Continuous Integration Part 1: The Fundamentals

Deepak KaranthThu, 07/06/2017 - 10:14

Introduction

Continuous integration, referred to in short as CI, is a technique developed by Grady Booch in which developers are encouraged to continually merge their code into the main source code repository.

Each of these ‘merges’ or ‘commits’ into the repository is usually followed by a series of automated tasks: compilation of code, execution of unit tests and integration tests, static code quality analysis to determine whether the code quality has degraded etc.

These automated tasks help to verify the sanity of the new code and identify any breakages caused by introduced by the new code i.e. whether any integration issues have occurred? Most importantly, the developers receive this feedback Quickly and Early.

Having CI infrastructure and processes are seen as a fundamental requirement in most modern software companies - whether the organization is adopting Agile methodology, DevOps or both.

CI has become a mandatory aspect in any software development process by virtue of providing measurable benefits to both developers and customers. These measurable variables include software quality, faster time-to-market, quicker feedback cycles on defects, lower costs of development and decreased occurrences of integration issues throughout the whole software development process.

CI In Agile

Agile - the most commonly followed Software Development methodology since the last decade is based on twelve principles; three of these twelve principles emphasize fast development cycle and quick feedback loops:

  1. Customer satisfaction by early and continuous delivery of valuable software
  2. Working software is delivered frequently (weeks rather than months)
  3. Working software is the principal measure of progress

CI processes and tools are utilized to achieve part of these objectives.

In an environment that encourages early feedback loops and continuous delivery of working software, CI enables developers to frequently commit changes with confidence by automating the quality assurance and build processes. Each check-in to the repository is verified for integration issues and acceptable level of quality by the CI infrastructure.

CI in DevOps

The term 'DevOps' is used to describe a set of practices and methodologies that bring together 'Development' and 'Operations' in order to increase the overall efficiency of delivering software projects.

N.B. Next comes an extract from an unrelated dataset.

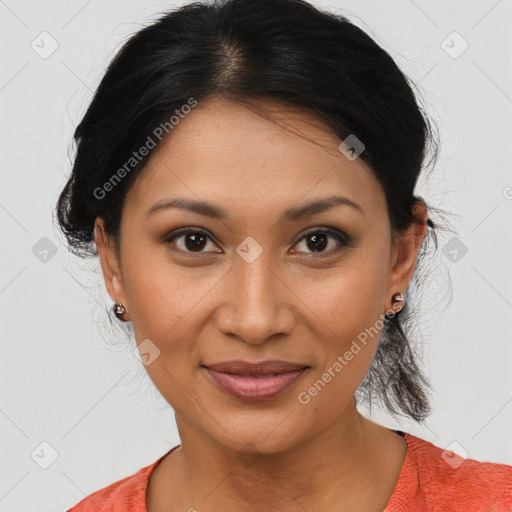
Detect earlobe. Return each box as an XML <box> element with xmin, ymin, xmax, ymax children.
<box><xmin>389</xmin><ymin>200</ymin><xmax>428</xmax><ymax>312</ymax></box>
<box><xmin>94</xmin><ymin>217</ymin><xmax>127</xmax><ymax>320</ymax></box>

In recent years, DevOps has garnered a lot of attention in many organizations, especially ones dealing with building large and complex software.

DevOps is a culture shift that encourages communication and collaboration among different departments within the organization - Development, QA and IT Operations.

There is no single tool to achieve the aims of DevOps. There are a set of phases called “DevOps Toolchains” that have unique objectives. Various tools can be made us of to achieve those objectives depending on the organization.

Typically, the DevOps toolchain consists of the following:

Devopstoolchain

Image credit: https://commons.wikimedia.org/wiki/File:Devops-toolchain.svg

The CI process is involved in two of the phases in the toolchain, namely Create and Verify. Create phase includes Code development, checking in code to the version control system etc. Verify phase includes automatically building the product and testing it.

It is based on these two fundamental aspects that the rest of DevOps culture is built on. Without CI, it is difficult to see the benefits of Agile and almost impossible to create a DevOps culture.

Development workflow with CI Process

With the introduction and a basic understanding of how CI fits into Agile and DevOps methodologies, we will now go through a typical CI Process used in introducing a new feature to the main code base.

  1. Checkout code

The developer begins by checking out or cloning the latest code from the source control system onto the local development machine. The developer then proceeds to create a new feature branch based on the main branch. This branch will be used specifically to introduce changes only for the scope of the new feature.

  1. Develop the new feature

This phase is where the code needed for new functionality is written.

Remember that the code changes not only include the functional code changes, but also unit tests and integration tests for the new code.

  1. Integrate early and often

When working in a team, it is possible that many developers are working on various features and committing changes into the main branch. Hence, the new feature branch can get outdated the longer it is kept out of sync with the main branch.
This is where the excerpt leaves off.